Üsküdar Üniversitesinin Bilim Yönü Çok Güçlü
Bir üniversite bünyesindeki bilim insanları ne kadar çok araştırma yaparsa ne kadar çok o araştırmalar yayına dönüşürse ve o yayınlar ne kadar çok nitelikli dünya çapında hatırı sayılır dergilerde veya saygın veri tabanlarında yer alırsa o kadar çok sizin sıralamanız üniversite olarak yukarılara doğru çıkıyor. Üsküdar Üniversitesi olarak bilim yanımız çok güçlü. Biz de bu süreçleri planlı programlı yürütüyoruz. Sürekli senato toplantılarında bilgilendirme yapılıyor bilimsel anlayışın yerleştirilmesi bilimsel odaklı bir takım çalışmalara yönlendirme gibi. Üsküdar üniversitesinde arge çalışmaları çok önem taşıyor çok ileri düzeyde laboratuvarlarla arge odaklarımızla merkezlerimizle bir yandan bilimsel yayınların sayısını ve kalitesini arttırma ama diğer yandan üniversiteler bilim üretim merkezleridir eğitim öğretim kurumlarıdır. Ama aynı zamanda üretilen o bilginin toplumsal hayata dönüşmesi toplumsal hayata yansıması toplumda karşılık bulması ilgili sektörlerde karşılık bulması da önemlidir. Dolayısıyla biz iç paydaşlarımızla bilimsel odaklı çalışırken yani bünyemizdeki akademisyenlerle dış paydaşlarımızla da yani ilgili sektörlerle toplumla da bu bilgileri paylaşmak ve çeşitli iş birlikleri geliştirmek için de ayrıca bir çaba gösteriyoruz.

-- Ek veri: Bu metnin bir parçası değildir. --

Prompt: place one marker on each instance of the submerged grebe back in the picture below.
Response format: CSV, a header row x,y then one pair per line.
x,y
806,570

Dünya Üniversitesi Olmaya Doğru İlerliyoruz
Dünya üniversitesi olabilmek için bu tür vizyoner bir bakış koymak lazım. Üniversite tartışma yeridir bilimsel gelişme bilimsel sorgulamanın yapıldığı bir yerdir. Yaratıcılık gerektiren bir yerdir. Yaratıcı olabilmesi için de özgür düşünür. Öğrenci veya akademisyen sorgulayabilmeli soru sorabilmeli eleştirebilmeli ve özgür beyinler olmalı. Yoksa kısıtlamalarla belirli doğrultuda yönlendirmelerle manipülasyonlarla bilim olmaz. Öğretim yaparsınız ama eğitim yapamazsınız eğer vizyon koyamazsanız eğer eleştirel özgürlükçü bakamazsanız vizyon koyamazsanız öğretim yaparsınız. Öğretimi de sınırlı yaparsınız belirli konuları belirli alandaki üniteleri öğrencilere aktarır akademisyenlerimiz.

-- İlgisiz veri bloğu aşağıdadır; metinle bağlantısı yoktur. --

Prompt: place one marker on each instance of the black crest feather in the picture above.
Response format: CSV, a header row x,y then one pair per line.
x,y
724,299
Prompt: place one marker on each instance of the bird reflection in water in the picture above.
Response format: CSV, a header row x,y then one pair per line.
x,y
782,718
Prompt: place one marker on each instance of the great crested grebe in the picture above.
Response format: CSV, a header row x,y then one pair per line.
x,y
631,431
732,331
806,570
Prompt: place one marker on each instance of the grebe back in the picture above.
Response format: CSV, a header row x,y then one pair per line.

Bize Gelen Öğrenci Yetiştirilmek Üzere Geliyor
Üniversite aynı zamanda eğitim yeridir yani üniversitenin kapısında giren öğrenci 4-5-6 yıl sonra üniversiteden tamamen başka bir anlayışla başka bir düşünüş tarzıyla çıkabilmeli, değişmiş olmalı, değişebilmeli karakter olarak kişilik olarak düşünüş olarak insanlığa bakış olarak değişmiş olmalı. Çünkü bize gelen öğrenci ilk kapıdan girdiği zaman yetiştirilmek üzere geliyor. Kapıdan çıkarken de artık insanlığa hizmet etmek üzere yetişmiş bir birey olarak kapıdan uğurluyoruz onu. Her şeyden önce içinde yaşadığı dünyayı sorgulayabilmeli “ben neden varım? niye yaşıyorum? etrafımdaki bu insanlar kimler? bu hayat nereye gidiyor?.” Öncelikle kendini bireysel olarak sorgulayabilmeli. Biz buradan başlıyoruz diyoruz ki soru sor eleştir, korkma, özgür düşün yap bütün bunları insan odaklı bir bakış açısıyla “bunları yap” diyoruz.